Because queerness is about something more than a sexual identity and a grasping of its emotional expression and an argument for dignity. It is a thing in the air, a glimpse of the eye, a twitch of the hip, a biting of the lip, a graceful gait, a graceless confrontation, an exaggeration, an aberration; a perpetual, rose-tinted victimhood, of eternal longing, of eternal sex; of Begum Akhtar’s voice beginning a film, of imagining yourself to be the protagonist of your life so insistently that you end up looking at the camera, breaking the fourth wall; of Huma Qureshi’s white sari in Gangubai Kathiawadi burdened by so much metal work that it kept bruising her while shooting, and of that concealer that needed to be applied between shots.
The word ‘camp’ can be flung around. And if anyone asks you what it means, just say “it is not something you know, it is something you vibe with,” and strut away.

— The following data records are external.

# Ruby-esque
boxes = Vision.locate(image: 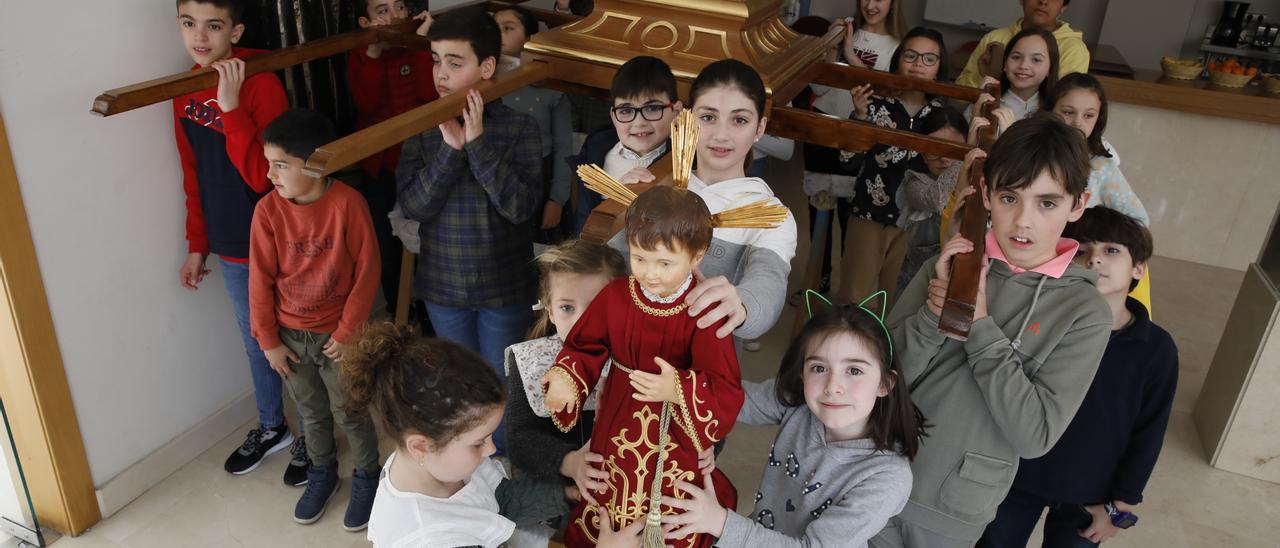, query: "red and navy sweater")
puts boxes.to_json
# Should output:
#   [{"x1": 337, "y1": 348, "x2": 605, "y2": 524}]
[
  {"x1": 347, "y1": 46, "x2": 439, "y2": 177},
  {"x1": 173, "y1": 47, "x2": 289, "y2": 262}
]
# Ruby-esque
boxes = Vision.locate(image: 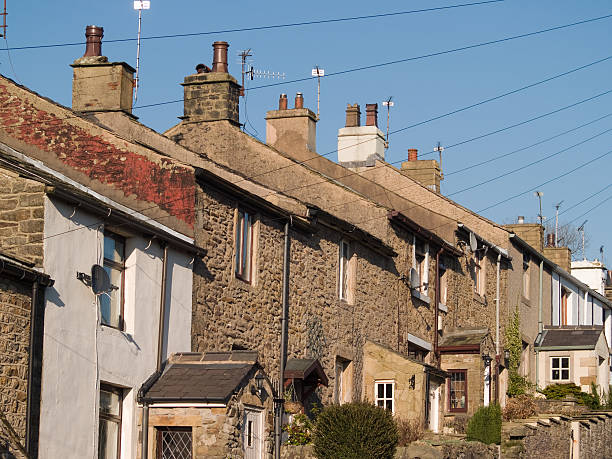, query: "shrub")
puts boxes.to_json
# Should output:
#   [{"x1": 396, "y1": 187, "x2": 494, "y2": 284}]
[
  {"x1": 283, "y1": 414, "x2": 314, "y2": 445},
  {"x1": 396, "y1": 418, "x2": 424, "y2": 446},
  {"x1": 467, "y1": 403, "x2": 501, "y2": 445},
  {"x1": 503, "y1": 395, "x2": 538, "y2": 421},
  {"x1": 313, "y1": 402, "x2": 398, "y2": 459}
]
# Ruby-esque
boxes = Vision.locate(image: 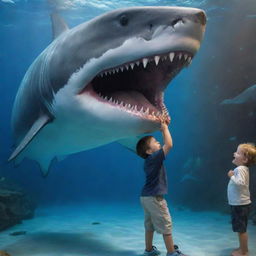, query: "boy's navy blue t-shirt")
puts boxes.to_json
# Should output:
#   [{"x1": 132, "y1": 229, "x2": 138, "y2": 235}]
[{"x1": 141, "y1": 148, "x2": 168, "y2": 196}]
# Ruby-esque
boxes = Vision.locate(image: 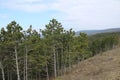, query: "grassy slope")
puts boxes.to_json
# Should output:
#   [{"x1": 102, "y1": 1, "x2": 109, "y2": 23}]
[{"x1": 57, "y1": 48, "x2": 120, "y2": 80}]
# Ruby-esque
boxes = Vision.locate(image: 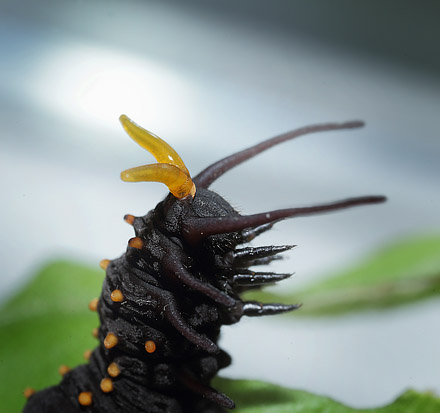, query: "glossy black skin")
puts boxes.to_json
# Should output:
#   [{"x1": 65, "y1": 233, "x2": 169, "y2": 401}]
[{"x1": 24, "y1": 189, "x2": 288, "y2": 413}]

Because words, queerness has taught us, mean and matter only so much; what Derrida said about meaning escaping language. It is the conviction, the slanted wink with which they are uttered which matters. It is desire. Things aren’t queer. They feel queer. Hence, Gangubai Kathiawadi.
It is in this context that I want to foreground what Professor Menon said, with respect to Badhaai Do: “I suspect that all these films want to do is expand the ambit of the heterosexual, rather than outline a sphere of the queer.”
The sphere of the queer is one of constant agitation — to keep pressing up against the picket line, questioning the structures within which we have found comfort, all the while foregrounding desire. For example, there was this radical idea of queerness challenging the three Ms — Marriage, Military, Markets — but that the contemporary, neoliberal idea of queerness has become a fight to be allowed into and participate in precisely these very Ms, through laws allowing for marriage, inclusion in the military, and stringent punishments for workplace discrimination. The queer movie, like the queer movement, is moving into the mainstream, throbbing for its acceptance, for its capital — both fiscal and cultural — moving towards a world where the distinction between queerness and non-queerness will cease to exist. The fight, then, for queerness, today is not just one of dignity, but of distinguishing identity, too.